Telling a child to stop crying is invalidation, which is a form of emotional abuse. If I had a dollar for every estranged adult child who’s told me a story about hearing this one from a parent I’d be able to buy every estranged parent a parenting class. Look, I get it. Parenting is hard sometimes. But no matter how hard it gets we never have the right to invalidate our children’s emotions. This is true whether ou4 children are two or 62.

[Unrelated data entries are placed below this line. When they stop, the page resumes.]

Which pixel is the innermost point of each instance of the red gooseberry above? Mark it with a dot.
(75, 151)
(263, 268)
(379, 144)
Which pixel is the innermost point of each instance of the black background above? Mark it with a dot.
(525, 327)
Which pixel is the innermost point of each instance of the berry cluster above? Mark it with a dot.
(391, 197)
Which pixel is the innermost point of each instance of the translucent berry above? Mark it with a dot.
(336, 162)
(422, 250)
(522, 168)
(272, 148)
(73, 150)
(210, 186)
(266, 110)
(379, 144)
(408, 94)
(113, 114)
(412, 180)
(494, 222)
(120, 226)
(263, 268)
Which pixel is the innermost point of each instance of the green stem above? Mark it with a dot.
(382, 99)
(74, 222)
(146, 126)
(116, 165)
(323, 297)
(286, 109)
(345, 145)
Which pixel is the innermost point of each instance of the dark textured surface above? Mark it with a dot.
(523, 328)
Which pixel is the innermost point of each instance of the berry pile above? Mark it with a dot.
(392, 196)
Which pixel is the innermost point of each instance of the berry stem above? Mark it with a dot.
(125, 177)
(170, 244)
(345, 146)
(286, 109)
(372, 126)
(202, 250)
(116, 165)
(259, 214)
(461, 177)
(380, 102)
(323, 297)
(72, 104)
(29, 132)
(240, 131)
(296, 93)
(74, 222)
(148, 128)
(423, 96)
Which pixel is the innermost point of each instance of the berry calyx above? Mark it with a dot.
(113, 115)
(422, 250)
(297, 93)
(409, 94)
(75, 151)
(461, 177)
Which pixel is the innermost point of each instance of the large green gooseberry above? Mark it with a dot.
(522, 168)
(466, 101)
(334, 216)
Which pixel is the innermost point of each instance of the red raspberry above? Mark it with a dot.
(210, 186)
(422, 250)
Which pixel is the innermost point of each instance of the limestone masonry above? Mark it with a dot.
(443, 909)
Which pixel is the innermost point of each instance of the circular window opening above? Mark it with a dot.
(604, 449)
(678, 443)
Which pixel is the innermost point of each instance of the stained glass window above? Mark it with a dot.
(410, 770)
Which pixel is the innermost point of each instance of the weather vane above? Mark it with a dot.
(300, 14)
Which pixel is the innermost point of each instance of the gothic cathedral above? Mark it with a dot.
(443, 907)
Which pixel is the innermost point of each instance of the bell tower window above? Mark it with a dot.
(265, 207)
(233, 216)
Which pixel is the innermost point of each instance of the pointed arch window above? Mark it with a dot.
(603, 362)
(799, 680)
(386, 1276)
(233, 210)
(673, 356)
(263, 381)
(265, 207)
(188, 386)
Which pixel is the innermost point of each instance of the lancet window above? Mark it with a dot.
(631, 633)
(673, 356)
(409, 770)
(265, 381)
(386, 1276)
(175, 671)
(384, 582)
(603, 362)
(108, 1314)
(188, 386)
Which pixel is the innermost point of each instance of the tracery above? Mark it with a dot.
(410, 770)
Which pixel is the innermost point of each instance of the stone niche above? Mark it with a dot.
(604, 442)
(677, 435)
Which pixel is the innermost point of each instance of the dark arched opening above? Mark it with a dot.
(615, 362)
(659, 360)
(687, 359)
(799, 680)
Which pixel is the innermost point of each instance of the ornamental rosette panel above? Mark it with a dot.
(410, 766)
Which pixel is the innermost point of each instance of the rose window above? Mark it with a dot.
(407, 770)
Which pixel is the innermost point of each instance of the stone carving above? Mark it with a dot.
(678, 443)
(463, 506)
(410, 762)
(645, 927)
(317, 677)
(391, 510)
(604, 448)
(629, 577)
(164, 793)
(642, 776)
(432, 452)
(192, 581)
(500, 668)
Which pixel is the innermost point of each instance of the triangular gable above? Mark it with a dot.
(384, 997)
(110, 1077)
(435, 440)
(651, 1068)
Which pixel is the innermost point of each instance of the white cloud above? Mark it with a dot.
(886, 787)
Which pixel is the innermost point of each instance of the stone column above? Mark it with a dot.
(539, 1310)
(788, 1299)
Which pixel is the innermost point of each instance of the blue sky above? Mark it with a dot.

Invalidation can also sound like:

  • “Big kids don’t cry.”

  • “It’s not worth being upset about.”

  • “Get over it.”

  • “You’re still on about that?”

  • “You’re making a mountain out of a molehill.”

2. “I was just joking.”

While it might seem harmless to respond to a child who says, “That hurt my feelings,” with something along the lines of, “I was just joking,” my work has taught me it’s actually the opposite. Not only that, it significantly ups a parent’s chances of estrangement. Truth be told, the phrase “I was just joking” is actually a form of emotional abuse known as gaslighting.

Other gaslighting phrases parents should avoid include:

  • “You’re overreacting.”

  • “That never happened.”

  • “I didn’t say that.”

  • “Stop being so dramatic.”

  • “You’re so sensitive.”

3. “I’m sorry you feel that way.“

Not all apologies are created equal; some are genuine and some aren’t. For a parent’s apology to be genuine it needs to focus on their actions (or inactions), not on their child’s feelings. What the parent who says, “I’m sorry you feel that way,” is ultimately saying is, “The problem is you, not me.”

Apologies that take ownership and therefore don’t push children away, on the other hand, include statements like:

  • “I’m sorry for my actions.”

  • “I’m the one who messed up.”

  • “It’s my fault.”

  • “I apologize for my mistake.”

  • “I was in the wrong.”

4. “I’m sorry but…”

Another non-apology that predicts estrangement is the classic, “I’m sorry but…” As relationship expert Harriet Lerner writes in Why Won’t You Apologize?, “When “but” is tagged on to an apology, it undoes the sincerity.” For an apology to be genuine, it must be heartfelt, and this is just as true for our children as it is for everyone else.

And as for the parents who’ve been saying, “I’m sorry but…” to their children for years and years? None of those apologies were actual apologies. No wonder they always felt off to those of us who were on the receiving end of them.

5. “I don’t believe you.”

Before someone says, “But Stephi parents don’t have to believe their kids!” consider this: Say a friend comes to you and tells you they’ve been abused. Are you allowed to tell your friend you don’t believe them about the abuse? Sure. Is it likely that your friend will want to stay friends with you? Of course not.

And it makes sense. If someone we trusted enough to go to about abuse doesn’t believe us about said abuse, why would we want to invest even more of our time and energy into fostering a relationship with that person? At least if we were to strike up a new friendship with a stranger they would be neutral!

6. “I’m the parent, you’re the child.”

Nothing says “I don’t think of my child as a full human being” better than the old “I’m the parent, you’re the child.”

And if you think this know-your-place-kid ideology goes away the day a child turns 18, think again. That’s not how power works.

Humans don’t spend just shy of two decades in complete and total control of other people to just wake up one day and randomly decide to start sharing all the power they’ve been benefitting from hoarding. Without a dedicated effort on the part of the parent to do differently, the parent who saw their young child as less than will also see their adult child as less than. Confused? Please refer to the course of human history.

7. “What’s wrong with you?”

When a parent says, “What’s wrong with you?” what they’re doing is called shaming. Unlike guilt which says “I did something bad,” shame says “I am bad.” None of us benefit from being shamed. For children, however, the pain of being told you’re a bad human by your own parent—the very person you’re dependent on for love and care—is downright immense. Clients have described the experience of being shamed by a parent decades later to me as “absolutely debilitating,” “utterly crushing,” and “the worst feeling there is.”